Telehealth: Physicians can bill for telehealth visits at the same rate as in-person visits. Medicare also will cover audio-only CPT telephone codes 99441-99443 (provided by a physician) and 98966-98968 (provided by a qualified nonphysician professional) for new and established patients, in addition to HCPCS virtual check-in codes G2010 and G2012.
For dates of services on or after March 1 and for the duration of the public health emergency, use the place-of-service (POS) code you would bill if the service were delivered face to face, along with modifier -95, indicating you performed the service via telehealth. Thus, telehealth claims submitted with POS code 11, for example, will pay at the office rate. POS 02 will continue to pay at the facility rate.
Physicians can provide remote monitoring services to patients with acute and chronic conditions, and for patients with only one disease.

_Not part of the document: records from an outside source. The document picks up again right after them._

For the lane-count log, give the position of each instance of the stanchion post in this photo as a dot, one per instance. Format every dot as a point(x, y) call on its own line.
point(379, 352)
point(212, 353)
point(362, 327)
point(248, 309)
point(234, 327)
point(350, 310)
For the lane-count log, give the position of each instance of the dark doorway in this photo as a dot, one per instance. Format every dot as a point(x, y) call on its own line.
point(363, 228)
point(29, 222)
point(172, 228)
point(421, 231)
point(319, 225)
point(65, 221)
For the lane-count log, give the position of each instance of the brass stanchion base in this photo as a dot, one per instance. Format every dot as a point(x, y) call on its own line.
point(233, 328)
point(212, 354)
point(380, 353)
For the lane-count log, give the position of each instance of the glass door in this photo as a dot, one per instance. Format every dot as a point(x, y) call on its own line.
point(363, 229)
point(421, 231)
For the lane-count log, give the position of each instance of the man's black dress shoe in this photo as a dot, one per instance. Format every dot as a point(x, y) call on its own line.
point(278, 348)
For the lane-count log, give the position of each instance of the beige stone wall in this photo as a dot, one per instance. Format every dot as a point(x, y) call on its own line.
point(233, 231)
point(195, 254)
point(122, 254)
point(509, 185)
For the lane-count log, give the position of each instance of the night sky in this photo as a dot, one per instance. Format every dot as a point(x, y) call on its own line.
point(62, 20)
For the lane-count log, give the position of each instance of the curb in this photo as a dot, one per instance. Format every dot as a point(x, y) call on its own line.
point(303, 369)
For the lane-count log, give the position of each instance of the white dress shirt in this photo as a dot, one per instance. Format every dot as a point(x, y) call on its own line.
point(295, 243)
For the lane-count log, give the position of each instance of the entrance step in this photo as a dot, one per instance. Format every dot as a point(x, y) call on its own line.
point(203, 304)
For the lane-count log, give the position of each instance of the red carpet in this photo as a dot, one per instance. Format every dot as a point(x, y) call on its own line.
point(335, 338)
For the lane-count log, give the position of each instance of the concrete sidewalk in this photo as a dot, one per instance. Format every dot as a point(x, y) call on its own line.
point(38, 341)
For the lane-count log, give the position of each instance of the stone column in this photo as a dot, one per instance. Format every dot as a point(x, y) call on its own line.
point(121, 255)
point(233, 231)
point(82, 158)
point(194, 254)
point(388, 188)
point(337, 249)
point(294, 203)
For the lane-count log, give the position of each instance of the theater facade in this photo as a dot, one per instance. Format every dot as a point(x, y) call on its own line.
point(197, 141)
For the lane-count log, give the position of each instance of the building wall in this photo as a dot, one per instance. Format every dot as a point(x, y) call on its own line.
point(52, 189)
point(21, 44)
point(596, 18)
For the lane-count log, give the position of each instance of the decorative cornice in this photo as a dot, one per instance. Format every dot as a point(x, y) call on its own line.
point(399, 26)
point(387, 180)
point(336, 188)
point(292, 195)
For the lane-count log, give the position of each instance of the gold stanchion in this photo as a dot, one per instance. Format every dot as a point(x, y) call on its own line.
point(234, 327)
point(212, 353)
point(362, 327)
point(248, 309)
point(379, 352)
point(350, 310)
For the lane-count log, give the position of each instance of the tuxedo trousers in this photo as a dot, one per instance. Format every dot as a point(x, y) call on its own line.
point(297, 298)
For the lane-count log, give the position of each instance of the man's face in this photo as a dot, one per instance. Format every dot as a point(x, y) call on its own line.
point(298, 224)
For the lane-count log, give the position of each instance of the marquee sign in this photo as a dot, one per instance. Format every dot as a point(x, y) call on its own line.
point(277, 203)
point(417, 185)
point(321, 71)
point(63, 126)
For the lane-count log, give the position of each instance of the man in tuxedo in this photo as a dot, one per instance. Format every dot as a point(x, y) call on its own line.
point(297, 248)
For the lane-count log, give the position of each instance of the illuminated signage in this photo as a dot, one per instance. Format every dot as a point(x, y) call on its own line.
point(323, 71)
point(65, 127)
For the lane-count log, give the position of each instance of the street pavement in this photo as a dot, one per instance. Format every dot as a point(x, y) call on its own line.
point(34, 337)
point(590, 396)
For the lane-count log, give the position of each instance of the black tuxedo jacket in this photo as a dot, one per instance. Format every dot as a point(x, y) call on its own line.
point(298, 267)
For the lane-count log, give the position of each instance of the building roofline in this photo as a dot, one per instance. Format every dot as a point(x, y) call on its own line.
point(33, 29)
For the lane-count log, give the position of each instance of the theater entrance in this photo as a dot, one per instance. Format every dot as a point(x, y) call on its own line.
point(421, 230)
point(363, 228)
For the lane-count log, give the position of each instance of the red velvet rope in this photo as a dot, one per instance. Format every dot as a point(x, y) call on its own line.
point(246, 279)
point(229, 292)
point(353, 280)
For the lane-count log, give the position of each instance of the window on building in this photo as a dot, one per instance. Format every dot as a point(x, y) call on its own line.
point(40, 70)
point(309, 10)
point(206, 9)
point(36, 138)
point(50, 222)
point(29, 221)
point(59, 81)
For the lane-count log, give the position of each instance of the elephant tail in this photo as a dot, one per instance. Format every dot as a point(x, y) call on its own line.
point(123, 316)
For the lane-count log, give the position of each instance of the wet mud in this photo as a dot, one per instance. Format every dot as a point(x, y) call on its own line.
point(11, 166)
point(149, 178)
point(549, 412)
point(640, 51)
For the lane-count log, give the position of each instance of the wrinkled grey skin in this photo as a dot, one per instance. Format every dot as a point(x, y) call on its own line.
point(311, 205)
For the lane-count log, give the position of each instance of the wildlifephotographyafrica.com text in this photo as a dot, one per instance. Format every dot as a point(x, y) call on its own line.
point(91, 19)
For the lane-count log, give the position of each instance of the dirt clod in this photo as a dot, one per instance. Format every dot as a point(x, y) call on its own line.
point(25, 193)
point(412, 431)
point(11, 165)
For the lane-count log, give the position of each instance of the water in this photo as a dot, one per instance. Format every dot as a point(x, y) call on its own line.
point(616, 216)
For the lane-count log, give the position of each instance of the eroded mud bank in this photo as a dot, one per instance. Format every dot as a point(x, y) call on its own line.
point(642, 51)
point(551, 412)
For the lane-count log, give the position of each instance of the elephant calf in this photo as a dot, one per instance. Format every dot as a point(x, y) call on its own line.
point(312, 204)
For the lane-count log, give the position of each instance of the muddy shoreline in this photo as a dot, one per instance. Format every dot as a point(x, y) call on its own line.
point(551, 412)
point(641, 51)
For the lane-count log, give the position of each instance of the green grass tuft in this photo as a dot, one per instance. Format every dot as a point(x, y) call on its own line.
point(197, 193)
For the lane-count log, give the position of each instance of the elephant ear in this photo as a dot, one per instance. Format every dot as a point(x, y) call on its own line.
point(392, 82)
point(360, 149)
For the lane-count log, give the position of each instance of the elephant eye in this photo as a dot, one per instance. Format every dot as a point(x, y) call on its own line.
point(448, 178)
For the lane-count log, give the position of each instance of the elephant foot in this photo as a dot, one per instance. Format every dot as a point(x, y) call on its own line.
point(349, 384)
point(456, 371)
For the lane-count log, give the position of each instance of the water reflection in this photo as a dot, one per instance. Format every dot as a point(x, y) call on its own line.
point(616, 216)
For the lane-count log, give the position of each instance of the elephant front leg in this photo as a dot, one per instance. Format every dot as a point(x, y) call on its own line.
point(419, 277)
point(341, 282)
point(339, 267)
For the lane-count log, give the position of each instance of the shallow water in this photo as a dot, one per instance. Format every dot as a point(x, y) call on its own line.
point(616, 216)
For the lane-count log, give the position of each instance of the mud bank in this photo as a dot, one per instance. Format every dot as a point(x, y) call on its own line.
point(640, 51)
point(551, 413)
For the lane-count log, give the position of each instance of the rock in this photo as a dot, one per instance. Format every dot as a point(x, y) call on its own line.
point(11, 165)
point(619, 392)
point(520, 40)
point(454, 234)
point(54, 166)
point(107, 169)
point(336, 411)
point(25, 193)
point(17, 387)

In addition, certain services no longer have limitations on the number of times they can be provided by Medicare telehealth. They are:
- Subsequent inpatient visits (CPT 99231-99233),
- Subsequent skilled nursing visits (CPT 99307-99310), and
- Critical care consults (CPT G0508-G0509).
Medicaid and the Children’s Health Insurance Program (CHIP): The Federal Families First Coronavirus Prevention Act requires coverage for COVID-19 testing, services, and treatment, including vaccines, without cost-sharing for Medicaid enrollees, and coverage of COVID-19 testing without cost-sharing for CHIP and CHIP-Perinatal enrollees. Medicaid and CHIP health plans have flexibility to provide teleservices, including in a member’s home. For services delivered on March 20 through June 30, physicians may bill codes 99201-99205 and 99211-99215 for telephone (audio-only) medical (physician-delivered) evaluation and management services delivered.